WASHINGTON, Dec. 9, 2015 - For generations, farmers have observed newborn and other young pigs beset with tremors sometimes so severe that the pigs can’t suckle and they starve to death. Often called “the shakes,” it has been a nervous system disorder with no specific name and no cure, and otherwise healthy piglets ​most often survived it.

Now researchers at Kansas State and Iowa State universities, using next-generation sequencing, which quickly reads millions of samples of genetic material, have identified the culprit virus and can tell farmers why their little pigs shiver. At KSU’s Veterinary Diagnostic Laboratory, researcher Benjamin Hause calls the newly discovered pathogen atypical porcine pestivirus, or APPV.

Pestivirus strains have long been linked to cow and sheep diseases and classical swine fever in pigs. Hause reports his team had earlier discovered the new pestivirus but didn’t link it to pigs until it got blood samples from two North Carolina farms where 700 weaner pigs (age five to 14 weeks) had gotten the shakes so severely last spring that they died.
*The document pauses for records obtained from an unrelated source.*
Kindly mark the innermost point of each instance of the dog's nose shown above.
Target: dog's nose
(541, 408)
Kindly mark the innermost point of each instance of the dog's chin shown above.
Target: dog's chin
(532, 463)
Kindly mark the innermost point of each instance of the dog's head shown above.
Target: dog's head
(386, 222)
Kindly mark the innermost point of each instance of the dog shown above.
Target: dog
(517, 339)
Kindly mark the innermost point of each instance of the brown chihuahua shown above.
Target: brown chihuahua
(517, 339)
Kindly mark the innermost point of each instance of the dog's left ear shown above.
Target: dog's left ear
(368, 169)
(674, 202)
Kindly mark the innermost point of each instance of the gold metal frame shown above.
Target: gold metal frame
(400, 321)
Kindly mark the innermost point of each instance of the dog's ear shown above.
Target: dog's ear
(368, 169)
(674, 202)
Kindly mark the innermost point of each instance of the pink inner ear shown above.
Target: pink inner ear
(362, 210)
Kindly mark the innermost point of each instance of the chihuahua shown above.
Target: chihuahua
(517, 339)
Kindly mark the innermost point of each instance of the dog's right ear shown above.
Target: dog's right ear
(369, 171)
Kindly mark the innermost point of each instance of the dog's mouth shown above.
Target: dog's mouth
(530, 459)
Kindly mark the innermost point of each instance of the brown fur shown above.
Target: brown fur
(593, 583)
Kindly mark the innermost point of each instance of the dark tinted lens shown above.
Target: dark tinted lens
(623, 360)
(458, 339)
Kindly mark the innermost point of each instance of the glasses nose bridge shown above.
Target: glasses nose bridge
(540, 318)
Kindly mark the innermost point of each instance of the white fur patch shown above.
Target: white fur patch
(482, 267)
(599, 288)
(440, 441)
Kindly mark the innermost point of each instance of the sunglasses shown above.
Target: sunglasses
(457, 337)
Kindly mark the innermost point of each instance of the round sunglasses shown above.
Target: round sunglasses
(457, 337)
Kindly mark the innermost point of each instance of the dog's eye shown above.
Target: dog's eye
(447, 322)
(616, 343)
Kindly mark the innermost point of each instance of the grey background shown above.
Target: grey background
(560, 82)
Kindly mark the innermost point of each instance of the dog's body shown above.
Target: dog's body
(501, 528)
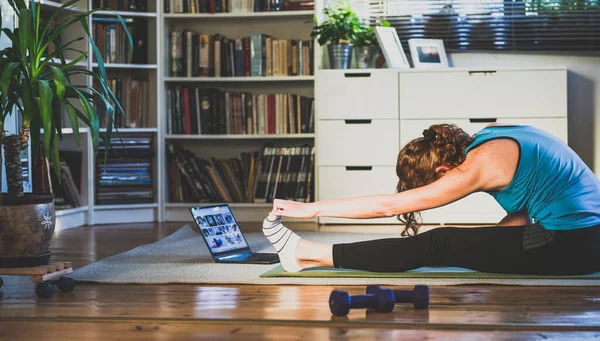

The KSU lab also tested pig blood samples from around the Midwest earlier this year and discovered antibodies to the newly found pestivirus in 90 percent of samples. That means most pigs have had the APPV pathogen in their lives, whether showing symptoms or not, Hause explains. However, it seems often to cause tremors in pigs at birth and/or during the first months of life.

Hause says he hopes that KSU’s tests to detect the virus will lay groundwork to understanding it better in time. The heavy losses to tremors in North Carolina are apparently very unusual in the U.S., he says, but the potential for spreading quickly to other farms and causing big problems across a region is unknown. “I hesitate to say anything, because we lack information. In terms of how easily it spreads: we have no idea,” he says.

At the ISU Veterinary Diagnostic Laboratory, veterinarian Bailey Arruda agrees: “The epidemiological data on this one is scarce.” Her team identified a nearly identical pestivirus earlier this fall in blood samples from Iowa, Illinois and Missouri, causing the same symptoms, except they were congenital, surfacing in newborns rather than in weaner pigs. Also, the shaking didn’t usually kill the baby pigs. Like Hause, she says, “Unfortunately, we do not know how it is transmitted.” USDA’s Animal and Plant Health Inspection Service and the National Pork Board told Agri-Pulse that neither has information on APPV, and deferred to KSU and ISU scientists.

Hause and Arruda say farmers who see serious incidence of tremors in pigs can send blood samples to their university labs to identify APPV. Arruda says at least one drugmaker plans to develop a vaccination against this pestivirus strain. Meanwhile, for affected young pigs, she recommends, “supportive care – make sure they get colostrum and adequate milk intake” to avoid dehydration. “Just good husbandry is your best bet,” she says.

In another swine health development, KSU and University of Missouri researchers announced this week that they have bred pigs that resist the porcine reproductive and respiratory syndrome, or PRRS, a scourge in U.S. herds for nearly 30 years.

The scientists, together with Genus plc, a biotech company, succeeded in developing pigs missing a specific gene, called “CD 163,” that the PRRS virus needs to thrive in swine. Thus the virus, which slows swine growth and inhibits reproduction, is itself blocked. "At the very least, the development of PRRS-resistant pigs is a new tool for improving pig well-being and reducing economic losses," said Raymond "Bob" Rowland, KSU professor of diagnostic medicine and pathobiology.

Bob Stallman, president of the American Farm Bureau Federation, called the development “a critical breakthrough” in hog farmers’ battle against the disease, which he said causes an estimated $664 million a year in lost productivity.

“Being able to fight this disease through advanced genetic technologies will mean healthier animals, more efficient food production and more efficient risk management options for producers,” he said.